Un teatro inteso, afferma Dacia, come “lusso”, ma, come tale, comunque necessario alla comunità, e da essa sempre sostenibile anche con risorse pubbliche, purché gestite meritocraticamente e in modo trasparente e giusto. Come non darle ragione quando sostiene che la scena teatrale è l'ultima “piazza” rimasta, dove incontrarsi, confrontarsi riflettere sul nostro essere cittadini? Unico “foro” in cui si può almeno gettari le basi per una nuova coscienza civile, intellettuale, culturale? Unico ambiente d'incontro fattuale, fisico, “materiale”, emozionale, affrancato dalle realtà virtuali super-ficiali massmediatiche? Certo, bisogna essere consapevoli che un artigianato ed un'arte “senza mercato” non possono più esercitare quell'egemonia che solo un secolo fa ancora gli competevano, ma, a mio parere, nell'infinito campo delle espressioni simboliche e artistiche, quella teatrale può “colorare” tutte le altre, determinarsi come matrice e fine ultimo della cultura, come arte che, sempre Taviani ce lo ricorda, non può non dirsi, appunto, arte, ma anche non può non dirsi vita. Ma, ancora, dovrebbe essere arte che sa autotrascendersi, per costituirsi come costellazione di valori, radicati nella persona, valori sociali educativi spirituali interiori; e radicati nelle persone che per prime la incarnano, gli attori e tutti i suoi autori a vario titolo. Più volte Dacia ha sottolineato la sua serietà e i suoi convincimenti nel praticare un po' tutte le funzioni necessarie al “fare teatro” (è il titolo dato alla raccolta delle sue pièces edita dalla Rizzoli nel 2000), meno quella dell'attrice per insuperata timidezza (ed è per questo, a parer mio, che in molti suoi personaggi femminili vi è una caratteristica che li rende personaggi-che-recitano, o personaggi che si trans-vestono, trans-mutano (come ha sostenuto Gerardo Guccini).

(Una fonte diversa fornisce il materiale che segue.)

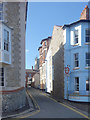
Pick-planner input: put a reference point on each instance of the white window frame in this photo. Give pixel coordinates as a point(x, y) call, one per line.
point(76, 60)
point(1, 11)
point(6, 40)
point(87, 36)
point(76, 36)
point(2, 77)
point(76, 84)
point(88, 83)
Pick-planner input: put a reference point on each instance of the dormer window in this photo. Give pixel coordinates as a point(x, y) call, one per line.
point(75, 36)
point(87, 35)
point(6, 40)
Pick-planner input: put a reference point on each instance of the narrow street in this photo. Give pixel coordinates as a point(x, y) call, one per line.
point(49, 108)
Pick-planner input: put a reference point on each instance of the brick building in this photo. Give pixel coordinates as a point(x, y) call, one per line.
point(12, 56)
point(42, 66)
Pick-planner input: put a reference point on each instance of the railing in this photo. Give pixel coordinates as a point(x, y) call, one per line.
point(81, 92)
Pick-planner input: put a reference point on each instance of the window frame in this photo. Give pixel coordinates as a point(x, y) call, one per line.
point(76, 36)
point(87, 35)
point(87, 59)
point(6, 40)
point(76, 60)
point(2, 77)
point(77, 84)
point(1, 11)
point(88, 84)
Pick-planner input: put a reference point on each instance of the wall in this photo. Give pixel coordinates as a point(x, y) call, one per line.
point(69, 50)
point(57, 53)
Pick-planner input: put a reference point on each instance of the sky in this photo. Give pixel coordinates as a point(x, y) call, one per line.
point(41, 18)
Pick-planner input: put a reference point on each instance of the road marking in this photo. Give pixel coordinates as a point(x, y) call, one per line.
point(67, 106)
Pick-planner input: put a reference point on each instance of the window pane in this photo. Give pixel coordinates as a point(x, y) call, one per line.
point(87, 59)
point(76, 83)
point(1, 76)
point(75, 36)
point(88, 35)
point(6, 40)
point(76, 61)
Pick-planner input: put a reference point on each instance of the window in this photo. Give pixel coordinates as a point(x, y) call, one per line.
point(45, 53)
point(88, 35)
point(1, 11)
point(87, 59)
point(76, 60)
point(1, 76)
point(76, 83)
point(45, 43)
point(6, 40)
point(75, 36)
point(88, 84)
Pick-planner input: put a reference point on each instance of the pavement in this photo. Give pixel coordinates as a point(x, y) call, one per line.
point(29, 107)
point(47, 107)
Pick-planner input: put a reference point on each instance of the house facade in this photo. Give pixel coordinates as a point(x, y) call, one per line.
point(77, 57)
point(12, 56)
point(55, 64)
point(42, 65)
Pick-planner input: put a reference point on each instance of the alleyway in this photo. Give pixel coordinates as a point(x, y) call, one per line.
point(48, 108)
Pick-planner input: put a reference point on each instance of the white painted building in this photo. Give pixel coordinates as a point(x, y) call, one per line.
point(49, 82)
point(77, 56)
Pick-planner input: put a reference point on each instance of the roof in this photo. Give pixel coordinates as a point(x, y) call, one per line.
point(68, 25)
point(46, 39)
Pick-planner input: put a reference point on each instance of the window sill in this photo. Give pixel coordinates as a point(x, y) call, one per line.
point(76, 44)
point(76, 68)
point(87, 43)
point(87, 67)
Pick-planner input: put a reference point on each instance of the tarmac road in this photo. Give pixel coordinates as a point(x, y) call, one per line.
point(49, 108)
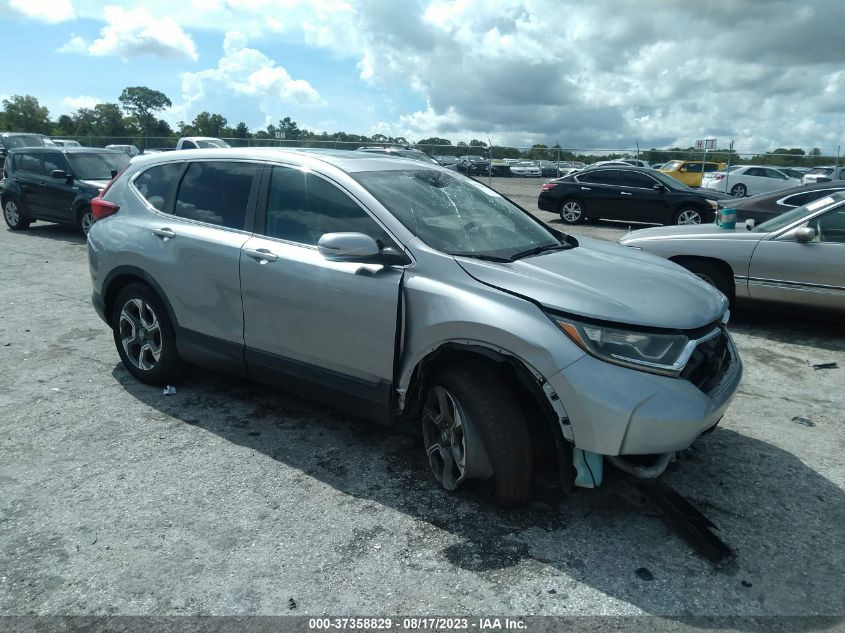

Un dinamismo in metafora viene spesso usato dalla Maraini per indicare un'altra ragione profonda del suo teatro, quando afferma che in esso si traccia un movimento in verticale, una verticalità (di contro all'orizzontalità del romanzo), che è interrogazione dell'uomo verso una probabile, discussa, creduta, negata, “entità” superiore. Siamo alle radici “religiose” (seppur laiche), del teatro occidentale: sono motivazioni di fondo, anzi, nel profondo di noi, tali da farci sostenere ogni fatica e sofferenza nel fare il “nostro” teatro, anche nel modo più “umile”, purché sia “vivo”. E appunto, la vita, la celebrazione della Realtà tutta, la danza e la musica della Vita, mi sembrano sottostare e sostenere il teatro e la drammaturgia di Dacia Maraini, i cui personaggi vogliono partecipare pienamente e liberamente e comunitariamente al piacere (sensuale), alla felicità (dell'anima), alla gioia (dello spirito) del Vivere.